I think I'll stop here and post tomorrow about what to do when the weight goes over the normal load.

8 comments:

  1. Maybe instead of changing movement rate, encumbrance should change how many turns you have to rest per hour?

    ReplyDelete
  2. The rock carrying insight is good, but there's also a basic difference between weight carried on the body and weight carried in arms. It's the former that is more likely to slow you down. Maybe it would be more realistic to add fatigue rules and say that moving encumbered tires you, forcing you to rest, but I don't like things that add so much bookkeeping in tense situations. It might be better to treat rock carrying as a strength-based feat of its own.

    I should really post my quick start character sheet. It has a Raggi-esque list system on a number of lines, where the line you start from is determined by Strength, and then the lines near the ends tell you when your load slows you down depending on what armor you are wearing.

    ReplyDelete
  3. I'm with anarchist; I think weight should be measured by forced rests in time rather than distance.

    And/or hit the PC's where it hurts the most: high encumbrance incurs to-hit penalties. the heavier and bulkier the load, the higher the penalty. After all, how easy can it be to fight with all that added inertia?

    ReplyDelete
  4. Hi all, thanks for commenting!

    @anarchist/Dan: That certainly makes sense, but I think it just trades one kind of bookkeeping for another.

    I guess what I'm realizing is that there are two choices encumbrance typically forces on players if DM's don't handwave it away: 1) Is this stuff I want to carry important enough for me to put myself at risk and 2) I can't carry everything, so what should I choose.

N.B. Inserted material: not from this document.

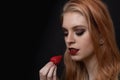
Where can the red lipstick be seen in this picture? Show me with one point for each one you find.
(73, 51)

    It looks like 2 is easier (rules-wise) to force players to make and, to me, it has more positive side effects (valuing porters, making expeditions into dungeons feel like expeditions).

    1, basically, is about "Now that you've survived and found treasure, how are you going to get it out of here?" But 2 does that as well and doesn't take as many rules to keep track of (different movement rates different combat penalties for different levels of encumbrance).

    @Roger: I think it's a matter of scale; you put enough weight on your back and you won't move very far.

    Hey, post it. That sounds very similar to what I'm after here. I was actually planning to post today my draft from this post incorporating my fast pack.

    ReplyDelete
  5. The Tunnels & Trolls encumbrance system, in case anyone's interested, is that you can carry up to 100 x your Strength in coins. Carrying over half your weight possible, or having lost at least half your Con (hit points equivalent), slows you down. Fairies also can't fly if they're carrying half their weight possible or more.

    ReplyDelete
  6. @Dan:

    Your idea would also be an easy way to have swashbuckler/barbarian lightly-armoured fighter types.

    ReplyDelete
  7. I believe that from about Roman times (particularly Marius' reforms) onwards, a soldier carried about 70-75 pounds of gear -- certainly up through WWII. It may be a little less now but probably not much. I think 75 pounds is within reason for adventurers.

    But generally speaking I like where you're going with this.